Angron and Lorgar begin a secretive mission together, but World Eaters’ berserk fury soon attracts the attention of xenos raiders who will not allow him to follow this bloody path.
Running at approximately 73 minutes, this latest audio drama published by The Black Library in the Horus Heresy series depicts an engagement between the World Eaters and the Word Bearers versus an Eldar fleet. Although briefly touched upon in previous books and audio shorts, a publication in this series focusing solely on the World Eaters (Lorgars legion features, but mostly as a side-show) deepens the lore of the Hersy even further. Written by the excellent author, Aaron Demski-Bowden, we get a deeper look into what makes this legion, and especially the primarch Angron, tick.
I enjoy listening to audiobooks on my long commutes. Although I do not have the luxury of being able to devote all my attention to the story (seeing as I play this through my car stereo, as opposed to those who listen to these drama’s on a more portable media), it makes the long rides more bearable. In fact, many a time I am wishing for the road to be longer so I don’t have to interrupt what I am listening at.
Buther’s Nails is one of those excellent audio drama’s. It grips the listener straight from the get go, and propels him/her right into the action. The World Eaters, now commonly depicted as violence chasing madmen, do benefit from the Horus Heresy series as a whole. This drama, and other shorts before it, including “cameo’s” in other books, give each representative of this legion a lot more depth beyond the mindless savagery they become known for in the current universe of Warhammer 40K. I was quite pleasantly surprised that this drama featured less violence, gore and battle scenes than one would expect. Granted, it does depict one long skirmish, but the deeper layer Aaron Demski-Bowden has managed to weave into the story adds an overwhelming sense of tragedy associated with Angron and his legion. An overwhelming sense of what-if was left behind in my mind, as well as a huge amount of despise for the main characters brother Lorgar. It is very tempting to write spoilers on the story as a whole, suffice it to say that Lorgars role in the downfall of the traitor legions, and as an architect of the current state of chaos,deepens even further.
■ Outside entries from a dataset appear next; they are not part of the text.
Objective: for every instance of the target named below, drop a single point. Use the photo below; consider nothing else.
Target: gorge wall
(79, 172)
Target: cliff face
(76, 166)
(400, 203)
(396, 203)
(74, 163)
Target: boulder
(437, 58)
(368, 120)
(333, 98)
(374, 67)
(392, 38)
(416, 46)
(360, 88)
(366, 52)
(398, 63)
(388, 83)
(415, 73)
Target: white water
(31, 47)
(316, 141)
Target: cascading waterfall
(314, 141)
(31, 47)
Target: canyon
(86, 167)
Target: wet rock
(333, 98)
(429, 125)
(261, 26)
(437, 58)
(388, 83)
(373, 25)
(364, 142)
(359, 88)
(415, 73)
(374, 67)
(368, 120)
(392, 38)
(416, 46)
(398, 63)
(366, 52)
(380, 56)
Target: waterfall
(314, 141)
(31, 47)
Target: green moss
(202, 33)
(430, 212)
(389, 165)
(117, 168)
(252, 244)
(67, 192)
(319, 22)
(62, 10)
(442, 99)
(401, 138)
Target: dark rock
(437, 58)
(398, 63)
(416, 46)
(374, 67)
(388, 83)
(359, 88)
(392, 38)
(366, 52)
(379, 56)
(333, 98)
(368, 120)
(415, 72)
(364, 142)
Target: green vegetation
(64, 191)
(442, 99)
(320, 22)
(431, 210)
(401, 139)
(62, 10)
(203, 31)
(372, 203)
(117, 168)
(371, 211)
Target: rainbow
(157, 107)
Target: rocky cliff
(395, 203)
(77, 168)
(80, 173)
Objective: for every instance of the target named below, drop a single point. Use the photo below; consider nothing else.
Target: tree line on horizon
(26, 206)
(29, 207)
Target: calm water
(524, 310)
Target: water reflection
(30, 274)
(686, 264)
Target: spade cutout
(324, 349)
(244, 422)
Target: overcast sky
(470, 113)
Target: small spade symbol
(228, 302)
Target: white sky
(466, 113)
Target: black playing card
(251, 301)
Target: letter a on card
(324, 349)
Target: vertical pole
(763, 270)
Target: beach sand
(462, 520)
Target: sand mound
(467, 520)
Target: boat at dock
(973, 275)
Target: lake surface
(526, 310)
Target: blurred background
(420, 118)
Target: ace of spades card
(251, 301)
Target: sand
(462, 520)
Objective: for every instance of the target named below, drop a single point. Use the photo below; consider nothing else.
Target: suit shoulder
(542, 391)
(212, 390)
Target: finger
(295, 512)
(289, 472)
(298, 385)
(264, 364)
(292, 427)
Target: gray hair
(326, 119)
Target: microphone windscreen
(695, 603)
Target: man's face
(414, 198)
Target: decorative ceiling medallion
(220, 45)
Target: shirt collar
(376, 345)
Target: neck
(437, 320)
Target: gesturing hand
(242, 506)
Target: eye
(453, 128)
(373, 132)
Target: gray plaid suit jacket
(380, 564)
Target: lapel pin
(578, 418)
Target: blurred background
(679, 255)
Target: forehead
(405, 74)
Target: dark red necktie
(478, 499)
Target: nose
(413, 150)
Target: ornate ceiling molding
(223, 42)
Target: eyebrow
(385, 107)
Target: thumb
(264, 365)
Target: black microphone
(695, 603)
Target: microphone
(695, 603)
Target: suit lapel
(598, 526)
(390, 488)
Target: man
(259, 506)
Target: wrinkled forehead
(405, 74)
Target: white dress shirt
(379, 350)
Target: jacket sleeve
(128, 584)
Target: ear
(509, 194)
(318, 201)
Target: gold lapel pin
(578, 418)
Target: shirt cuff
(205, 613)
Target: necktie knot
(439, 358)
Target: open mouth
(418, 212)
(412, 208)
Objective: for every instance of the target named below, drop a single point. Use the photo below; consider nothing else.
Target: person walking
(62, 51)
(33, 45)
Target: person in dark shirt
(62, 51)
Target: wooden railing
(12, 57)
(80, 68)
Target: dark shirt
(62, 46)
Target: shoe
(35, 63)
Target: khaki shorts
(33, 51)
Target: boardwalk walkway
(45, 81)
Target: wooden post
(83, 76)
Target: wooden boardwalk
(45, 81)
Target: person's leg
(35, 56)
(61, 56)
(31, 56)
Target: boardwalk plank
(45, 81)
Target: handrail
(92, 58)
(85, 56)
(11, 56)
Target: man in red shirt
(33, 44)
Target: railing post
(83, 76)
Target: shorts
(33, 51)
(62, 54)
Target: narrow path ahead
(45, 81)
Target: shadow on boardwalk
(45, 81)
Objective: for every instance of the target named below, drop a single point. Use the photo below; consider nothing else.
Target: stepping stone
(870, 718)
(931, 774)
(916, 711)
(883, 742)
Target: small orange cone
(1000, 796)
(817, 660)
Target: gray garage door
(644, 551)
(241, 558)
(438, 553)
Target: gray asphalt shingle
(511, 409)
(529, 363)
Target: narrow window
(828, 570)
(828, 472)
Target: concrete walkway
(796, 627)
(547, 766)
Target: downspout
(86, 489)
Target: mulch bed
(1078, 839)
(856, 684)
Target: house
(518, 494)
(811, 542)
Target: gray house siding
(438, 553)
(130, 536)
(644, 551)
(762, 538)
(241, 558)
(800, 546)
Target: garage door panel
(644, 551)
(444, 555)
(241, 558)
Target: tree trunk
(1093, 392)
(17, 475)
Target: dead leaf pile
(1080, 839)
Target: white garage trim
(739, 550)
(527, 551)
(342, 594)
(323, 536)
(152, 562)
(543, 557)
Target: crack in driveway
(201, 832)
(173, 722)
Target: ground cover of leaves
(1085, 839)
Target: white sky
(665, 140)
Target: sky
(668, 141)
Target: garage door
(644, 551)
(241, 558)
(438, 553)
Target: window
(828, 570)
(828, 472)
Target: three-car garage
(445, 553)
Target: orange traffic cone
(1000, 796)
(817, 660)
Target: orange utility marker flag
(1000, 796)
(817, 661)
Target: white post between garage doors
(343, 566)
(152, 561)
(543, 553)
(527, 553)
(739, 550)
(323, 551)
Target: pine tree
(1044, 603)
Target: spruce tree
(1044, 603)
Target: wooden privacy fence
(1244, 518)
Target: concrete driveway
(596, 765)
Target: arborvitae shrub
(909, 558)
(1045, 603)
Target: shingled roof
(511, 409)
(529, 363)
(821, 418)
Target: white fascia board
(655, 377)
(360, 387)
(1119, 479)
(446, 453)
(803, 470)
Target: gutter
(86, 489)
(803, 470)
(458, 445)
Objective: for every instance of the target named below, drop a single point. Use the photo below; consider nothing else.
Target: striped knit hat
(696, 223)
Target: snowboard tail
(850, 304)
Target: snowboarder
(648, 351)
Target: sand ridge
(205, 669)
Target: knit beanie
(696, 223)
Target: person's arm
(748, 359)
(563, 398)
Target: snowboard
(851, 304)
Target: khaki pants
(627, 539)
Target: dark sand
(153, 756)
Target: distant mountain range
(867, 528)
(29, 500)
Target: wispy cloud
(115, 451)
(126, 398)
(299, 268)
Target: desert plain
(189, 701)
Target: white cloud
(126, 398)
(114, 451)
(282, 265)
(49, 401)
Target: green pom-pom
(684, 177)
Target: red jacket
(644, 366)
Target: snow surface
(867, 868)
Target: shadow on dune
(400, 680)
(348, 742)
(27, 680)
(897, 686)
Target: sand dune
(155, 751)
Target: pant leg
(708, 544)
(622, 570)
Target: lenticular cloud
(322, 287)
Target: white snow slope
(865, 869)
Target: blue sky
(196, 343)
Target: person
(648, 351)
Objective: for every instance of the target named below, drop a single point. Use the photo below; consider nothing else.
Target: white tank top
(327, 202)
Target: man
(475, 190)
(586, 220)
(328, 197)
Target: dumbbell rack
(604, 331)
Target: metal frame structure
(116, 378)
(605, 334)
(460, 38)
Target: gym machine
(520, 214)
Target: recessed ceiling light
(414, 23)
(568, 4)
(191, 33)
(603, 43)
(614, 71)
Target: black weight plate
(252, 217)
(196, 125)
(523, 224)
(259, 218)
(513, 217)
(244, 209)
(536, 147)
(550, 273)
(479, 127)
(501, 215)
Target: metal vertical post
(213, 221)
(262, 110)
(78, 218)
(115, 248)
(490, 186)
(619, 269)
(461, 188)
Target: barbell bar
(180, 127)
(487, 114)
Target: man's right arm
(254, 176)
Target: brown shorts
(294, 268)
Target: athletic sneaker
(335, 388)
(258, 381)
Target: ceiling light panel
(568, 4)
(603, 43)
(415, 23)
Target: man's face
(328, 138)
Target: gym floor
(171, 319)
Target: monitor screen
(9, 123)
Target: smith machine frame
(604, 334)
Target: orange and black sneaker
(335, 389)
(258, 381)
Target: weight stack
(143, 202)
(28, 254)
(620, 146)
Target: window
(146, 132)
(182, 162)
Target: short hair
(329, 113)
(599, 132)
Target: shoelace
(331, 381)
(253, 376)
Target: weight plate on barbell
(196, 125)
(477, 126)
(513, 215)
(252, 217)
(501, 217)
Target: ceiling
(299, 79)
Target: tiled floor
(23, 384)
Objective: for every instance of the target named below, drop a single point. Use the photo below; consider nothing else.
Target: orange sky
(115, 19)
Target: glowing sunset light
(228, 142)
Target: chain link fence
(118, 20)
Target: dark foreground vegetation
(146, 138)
The voice casting was pretty good. The voice for Lorgar was spot on for what I would have expected. I was surprised by the choice for Kharn, I do hope they stick with that for the rest of the series, for it IS distinctive. Changing it up would only hurt his character. I felt Angron was slightly off. While depicting his pain and madness, I felt it missed some of the oomph and boom I would expect for what the character represents. After all, we are talking about post-humans here, with Angron being a demigod towering over his space marines. The story itself was flowing quite nicely, with never a dull moment that I wished would go faster, or that would obstruct the flow of the narrative. In fact, the story was so well written, that at the end I was worrying I had missed something on the road as the road seemed much shorter than it really was.
I highly recommend this short to everyone interested in the Warhammer 40K universe. Though I do admit: with some of the already established lore in mind, especially the back story of Angron, and where he and his fellow space marines end up is slightly mandatory. It makes everything all the more dramatic and tragic, and enhances the experience as a whole.